Sorry you are in this mess but tbh, teenagers can put a lot of stress on a marriage, I know mine did. My H is sometimes brusque with the kids when they lived at home, but as a father he is right, sometimes they can walk over me somewhat.
I think your wife thinks you are being too harsh. How much time do you spend with the kids, family, wife and as a family. Do you travel alot for work and are working long hours, this can result in you becoming a bit of an outsider. You pay the bills but you are never there and when you are back you dictate (or it seems like that) what should be happening in the family. This can ruffle a lot of feathers ( I have been in this place) and teenagers will set you off against one another particularly if the parents have some of their own issues, such as resentment.
Just trying to set the context and see if this jives. For your wife to go from happy holidays to separation means that there is stuff going on with her and you, resentment, etc which is nothing to do with your daughter but now the fire has been started, she is letting it all out.

I agree with another poster, stay calm, do not engage (though you want to) be the level headed, voice of reason and leadership. 
Do NOT move out. Ask your wife to sit with you and discuss what is bothering her, listen with an open heart, no judgement, shooting from the hip, no defensiveness or rebuttals, just listen. If necessary bite your tongue. Tell her you will mull over what she said and get up and leave to another room. 
It does sound like you have a bad temper, something that has to stop.


----------



## Satya (Jun 22, 2012)

Agree that you definitely need to stop engaging over text.

Text is a method of communication that should be restricted to logistics... i.e. shopping lists or planning. Not feelings, emotions, fights, disagreements, or discussions. That's what face-to-face communication is for.

Text gives the barrier necessary to get away with a lot more things that would normally not be said face-to-face... because then you have to articulate and verbalize.. then own your feelings on the spot. Many teenagers can't do this and that's why they prefer texting and social media.

So, the next time either your daughter or wife start to go off on one over text, you tell them simply, you will not have this conversation over text and if they want to continue, they need to do it face-to-face with you.


----------



## Tatsuhiko (Jun 21, 2016)

What the hell is your wife doing airing your dirty laundry to a 16-year-old girl? Painting you as "abusive" and unable to control your "flare-ups". How is this your daughter's business? Even if these things are true about you, why is she working to diminish your daughter's respect for you? Is this all to render you powerless as a parent? Unilaterally deciding your daughter can keep a car, and you're expected to have no input as her father? Regardless of who pays for a car, parents are the authority over what and where their 16-year-old can drive. 

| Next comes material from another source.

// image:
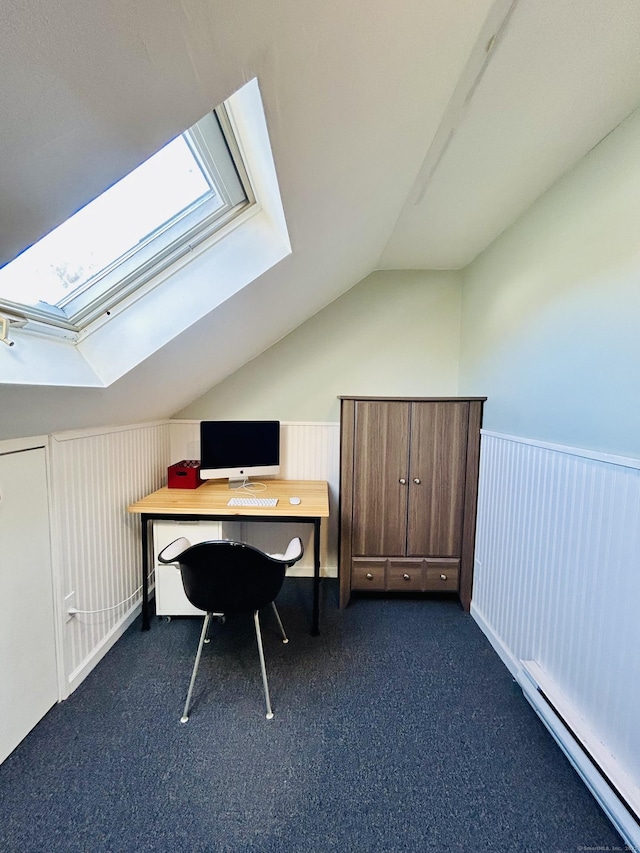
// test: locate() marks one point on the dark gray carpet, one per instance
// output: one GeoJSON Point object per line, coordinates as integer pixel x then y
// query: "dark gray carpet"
{"type": "Point", "coordinates": [398, 729]}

I don't know your history, but it does appear to me that you might be somewhat controlling. Do you think this is an issue in your ability to get along with your wife and daughter? Is this something you think you need to work on? Just how bad are your "flare ups"?

Do you think your wife might be bluffing with respect to the separation talk? Is this just a negotiating tactic to get you to back down on what she wants?


----------



## Red Sonja (Sep 8, 2012)

I suppose I have a different take on your situation.

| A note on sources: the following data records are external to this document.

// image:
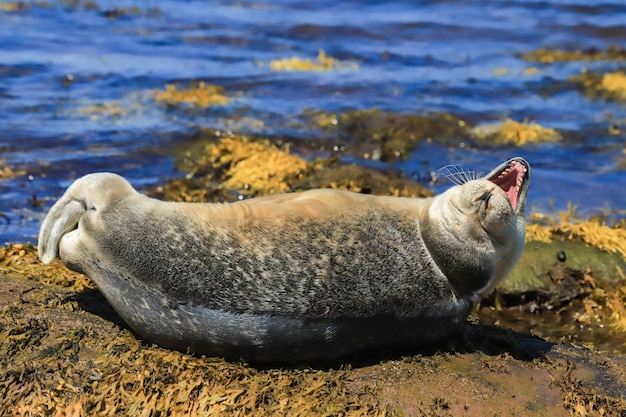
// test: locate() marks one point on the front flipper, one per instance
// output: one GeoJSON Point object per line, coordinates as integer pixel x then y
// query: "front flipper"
{"type": "Point", "coordinates": [91, 192]}
{"type": "Point", "coordinates": [63, 217]}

Your teenage daughter is out-of-control and apparently very skilled at manipulating you and certainly your wife. Have limits ever been set on her behavior, as in limits with consequences for exceeding them? If your daughter has also been spoiled (wheedles/whines/tantrums to get her way and, it worked for her) then she has no motivation to stop her behavior.

It sounds as if your wife is trying to be a friend (equal) to your daughter and you are trying to be a parent? If so, that will not work. I would strongly suggest family counseling (you, your wife and your daughter together). The counseling is needed whether you and your wife decide to separate or not. Parents need to be on the same page concerning parenting methods and rules and, when they are not it needs to be discussed in private and never in front of the child. There is no harm in disengaging with your daughter by saying "your mother and I need to discuss this first and then we will talk to you".

Remember to always remain calm and assertive with your daughter when she is disrespectful, becoming angry is exactly what she wants because that is how she "wins". She still has a very child-like brain with immature reasoning capabilities and emotional regulation. Human brains do not reach full development until around age 25 years.


----------



## just got it 55 (Mar 2, 2013)

red sonja said:


> i suppose i have a different take on your situation.
> 
> Your teenage daughter is out-of-control and apparently very skilled at manipulating you and certainly your wife. Have limits ever been set on her behavior, as in limits with consequences for exceeding them? If your daughter has also been spoiled (wheedles/whines/tantrums to get her way and, it worked for her) then she has no motivation to stop her behavior.
> 
> ...


QFT

OP a simple counter move to the bank act. change is to change your direct deposit to a act in your name only 

See how that works wifey!!

55


----------



## Emerging Buddhist (Apr 7, 2016)

Red Sonja said:


> I suppose I have a different take on your situation.
> 
> Your teenage daughter is out-of-control and apparently very skilled at manipulating you and certainly your wife. Have limits ever been set on her behavior, as in limits with consequences for exceeding them? If your daughter has also been spoiled (wheedles/whines/tantrums to get her way and, it worked for her) then she has no motivation to stop her behavior.
> 
> ...


There are so many truths here...

When did the relationship turn come no matter how grounded I was?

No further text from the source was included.